Yesterday I created a tool in Golang to help me render my animations a little faster. Although the alterior reason was to check my Golang proficiency, today I rewrote it in Rust and I was blown away by the differences in the final products.

When I’m rendering animations for a YouTube video, the general development iteration comprises me creating or modifying a file, switching to a different terminal pane and manually issuing a manim command for the respective file to render and play the animation. My goal was to automate the last two processes, switching terminal panes and manually issuing a command. The idea is to have a tool running in the background that listens for filesystem events, like when a file gets created or modified, and if the file happens to contain an animation, renders it. On linux systems, it’s mostly a bunch of bindings to inotify but I have used platform agnostic libraries for both the languages.

There are also a few knobs that can be turned when it comes to rendering these animations. Arguably the most important one among them is the quality parameter. A bulk of my development cycles are spent rendering animations at a low quality and previewing them for feedback. Once I’m satisfied with the animation, I tend to create a high quality render for sanity checks as well as for placing them on the final project timeline.

Since I’m working solo for now without editors and peer animators, there’s no race condition as to which animation gets rendered first it two files are modified at the same time.

The Go version took me around 6 hours to finish. The Rust version fared at a maximum of 4 hours. The Go tool should have taken less time compared to the Rust tool because I used the CharmBracelet stack including BubbleTea, [Bubbles] (https://github.com/charmbracelet/bubbles) and LipGloss. For those who are unaware, BubbleTea uses the Elm architecture for rendering and I have already worked on a GUI project that employs the Elm architecture.

For the Rust side, I went with ratatui with a few libraries like tui-term and tui-explorer for scaffolding. tui-term enabled me to easily spawn a pseudo terminal session in a pane inside the current program and ratatui-explorer was useful for a quick and easy file explorer.

The Go version had pretty things like modals and popups akin to a GUI application. In some sense, it felt more beginner friendly.

The go version

I had this strikingly different mindset when I was developing the Rust version. Knowing that my hands are chained to the keyboard and that I don’t need a mouse, I designed the Rust version to be more keyboard centric. Using the tab or arrow keys to move around? No thank you, hjkl is fine by me.

Rust file picker

Focus on buttons and then hit enter to perform actions? Nah, key chords are faster. For this version, I chose the minimalist route, taking subtle inspirations from helix.

Helix has a feature akin to the whichkey plugin for neovim where if you press a key like g and wait, it shows you what keys to press next for related actions. For the g example, it would say that you can press g again to go to the file’s start, e to go the file’s end and so on.

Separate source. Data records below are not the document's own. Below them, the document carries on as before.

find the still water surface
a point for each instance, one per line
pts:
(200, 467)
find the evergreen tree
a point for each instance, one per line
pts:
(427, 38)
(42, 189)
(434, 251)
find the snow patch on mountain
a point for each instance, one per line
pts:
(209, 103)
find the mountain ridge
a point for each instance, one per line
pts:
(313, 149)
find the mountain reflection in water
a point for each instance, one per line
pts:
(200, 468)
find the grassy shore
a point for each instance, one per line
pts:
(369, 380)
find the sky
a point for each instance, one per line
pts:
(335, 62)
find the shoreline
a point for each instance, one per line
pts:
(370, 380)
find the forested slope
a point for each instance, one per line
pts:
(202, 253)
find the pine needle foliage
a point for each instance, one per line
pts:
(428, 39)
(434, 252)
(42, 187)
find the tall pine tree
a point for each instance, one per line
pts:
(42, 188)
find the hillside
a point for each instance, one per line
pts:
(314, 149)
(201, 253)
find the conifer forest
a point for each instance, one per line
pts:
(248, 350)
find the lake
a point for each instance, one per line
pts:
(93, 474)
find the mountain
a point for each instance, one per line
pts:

Triggering a re-render in the Rust version

The Rust tool has a single pane at the center which displays the output of manim commands that get executed. A to status line describes the current working directory and the current render quality. Lastly, there’s a bottom legend that tells you what key chord you can chain next for a particular action. For example, you start a key chord by pressing space, then you can press q to enter the context of setting the render quality. Finally you can press keys like l for 480p, m for 720p, h for 1080p and so on.

Triggering a re-render in the Rust version

The last point in favor of the second architecture is how the key chords solidify in my muscle memory. After using it for just a few minutes, I’m already incredibly (blazingly) fast at it. Compare that to the more polished design of the first, where using tabs and arrow keys always feels hit or miss.

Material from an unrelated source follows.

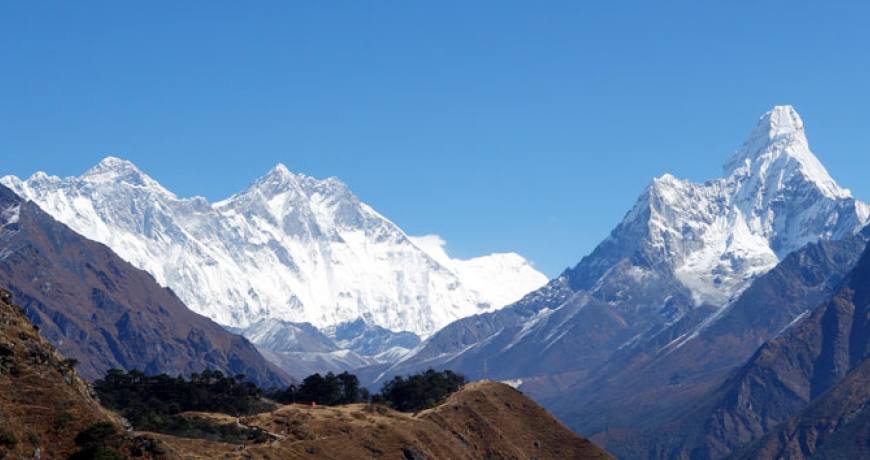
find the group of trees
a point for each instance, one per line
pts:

It’s incredibly fascinating how a change in the language made a perceptible difference in the architecture of the final products. However, I don’t think this is necessarily a fault of BubbleTea or any of the other CharmBracelet products. Rather, it’s a fault in my perception of the languages. I’ve always thought of Go as a loosey-goosey language because it feels like Python with more sanity and less magic. When I’m building a Golang tool, it feels like I’m making a paper plane whereas building a Rust tool feels like using magnalum to build an actual airplane.

With that said, if you’re a beginner and Arc<RwLock<T>> gave you a jumpscare, it might be worth sticking with Golang CharmBracelet stack, it’s simple and can take you pretty far. If you’re good with Rust, don’t sleep on ratatui. It’s way better than how I remember it from a couple years ago. If you’re interested in the code, check out the Go project here (the repository is no longer available, so you just have to take my word for it) and the Rust project here.